Interglacial temperatures don't follow a standard deviation normal curve type graph.
Correct.
They spike up very quickly after the ice age ends, drop back down, and generally fluctuate a significant amount without any human input at all.
Not according to any the historical temperature graphs that I've seen. The temperature rises rapidly at the end of the ice age and then levels off an eventually begins to fall again.
At the beginning of the current interglacial, the global temperature spiked up by at least 4 degrees in just a few hundred years.
Seems plausible.

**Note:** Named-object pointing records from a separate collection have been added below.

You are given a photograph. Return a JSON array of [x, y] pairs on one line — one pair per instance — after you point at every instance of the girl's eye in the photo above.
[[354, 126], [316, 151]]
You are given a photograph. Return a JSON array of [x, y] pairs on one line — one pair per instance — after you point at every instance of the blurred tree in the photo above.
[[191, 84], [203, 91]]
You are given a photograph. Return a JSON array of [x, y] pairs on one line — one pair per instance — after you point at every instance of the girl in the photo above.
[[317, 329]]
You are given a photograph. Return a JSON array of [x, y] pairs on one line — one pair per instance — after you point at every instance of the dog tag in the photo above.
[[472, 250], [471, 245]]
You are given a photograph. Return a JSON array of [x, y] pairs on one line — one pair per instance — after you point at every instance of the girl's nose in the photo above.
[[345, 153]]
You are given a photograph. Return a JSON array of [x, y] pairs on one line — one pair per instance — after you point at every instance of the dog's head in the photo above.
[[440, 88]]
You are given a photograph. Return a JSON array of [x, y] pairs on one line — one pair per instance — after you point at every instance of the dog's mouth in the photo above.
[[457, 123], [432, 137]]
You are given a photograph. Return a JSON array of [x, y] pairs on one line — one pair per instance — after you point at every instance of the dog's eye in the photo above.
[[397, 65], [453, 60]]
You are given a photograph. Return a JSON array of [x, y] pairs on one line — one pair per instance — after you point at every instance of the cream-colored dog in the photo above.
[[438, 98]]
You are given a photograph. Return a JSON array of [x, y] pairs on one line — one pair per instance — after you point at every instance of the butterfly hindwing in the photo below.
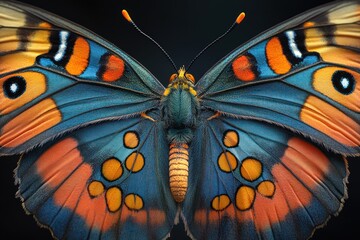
[[299, 75], [102, 181], [262, 182], [56, 73]]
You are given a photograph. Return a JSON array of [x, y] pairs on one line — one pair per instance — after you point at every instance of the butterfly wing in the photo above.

It's often noted that the difference between a mile of ice in Northern United states and today is about 4 degrees.
That's a massively faster increase than the current warming trend that everybody seems to be so worried about.
Only if by "massively faster" you actually mean "about the same". The worst case scenario is about 3.5 degrees by the year 2100. The expected rise is between 2 and 6 degrees by 2400. So human warming is maybe a little more, maybe a little less than the end of the last glacial period.
It's also cooler now than it was during that spike, but the alarmists never seem to publicize that fact.
There was a paper published by Easterbrook, I think, that made that claim, but he goofed on the "present" date. He thought the last temperature in his data series went up to 2010, when it was actually 1855 (the last entry was 95 years before the "geological" present which is 1950). So while the end of the last glacial period was warmer than 1855, when you adjust for his misunderstanding of current temperatures (ie, you don't use 1855 as your benchmark for 21st century temperatures), you find that the end of the glacial period is actually somewhat lower than present day temperatures.